Forest Stewardship Certification
Forest certification is a system to give recognition to those forest managers who follow international standards and best practices of responsible management and fair treatment of local people. There are various systems around; all involve regular inspections and audits by accredited bodies to ensure the rules are properly adhered to. Products made from timber originating from certified forests can be labelled as such so consumers can make an informed choice to purchase products which has been ethically sourced. This requires that every processor of the certified product is itself certified to ensure that they are not cheating the system by mixing certified and non-certified timber; this is known as chain-of-custody certification. Certified timber products can both command a price premium and have access to markets closed to non-certified products.

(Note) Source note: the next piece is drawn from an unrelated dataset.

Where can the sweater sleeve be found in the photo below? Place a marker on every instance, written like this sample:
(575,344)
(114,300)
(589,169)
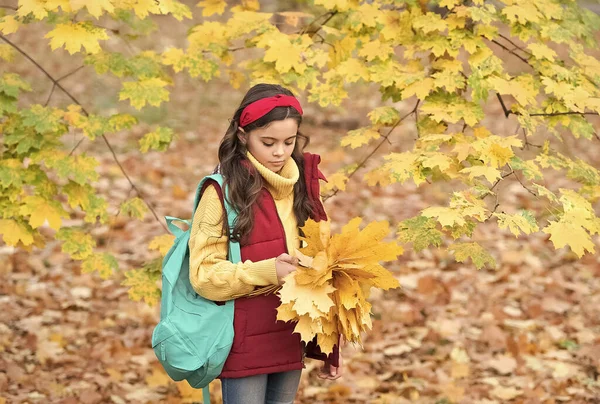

The first and best known forest certification is that established by the Forest Stewardship Council™ (FSC), whose logo is the tree-tick mark that will be familiar that is increasingly common on furniture and paper products in the UK and US today. It is widely recognised as being the toughest certification standard - the global gold standard for responsible forest management - and is the only certification system supported by many international NGOs, including MCDI's partners Fauna & Flora International and WWF. FSC's certification scheme is based on ten principles which cover social, economic, ecological and cultural issues; they include managerial aspects as well as environmental and social requirements.
The first FSC principle requires compliance with all applicable laws and international treaties. Although this is a very basic requirement, the tropical timber industry has a poor record in this area. In areas, such as south-eastern Tanzania, where illegal logging is widespread, and necessary documents often forged, an FSC certificate can be the only way of proving that timber has been legally sourced.
FSC follows the guidance of ISO who state that "the concepts involved in sustainability are highly complex and still under study. At this time there are no definitive methods for measuring sustainability or confirming its accomplishment. Therefore no claim of achieving sustainability shall be made." (ISO 14021 (1999) paragraph 5.5) Instead FSC bills itself as being the mark of "responsible" forest management. However, several of FSC's principles embody concepts of sustainability. In particular principle 6 requires the "maintenance of the ecological functions and integrity of the forest", which rules out any forest management practices that are clearly unsustainable. Thus while FSC do not claim that their certificate ensures forest management is sustainable, its standards in this area are the highest in the world, and where a forestry certificate is not present, one is entitled to assume that the forest is probably not being managed sustainably.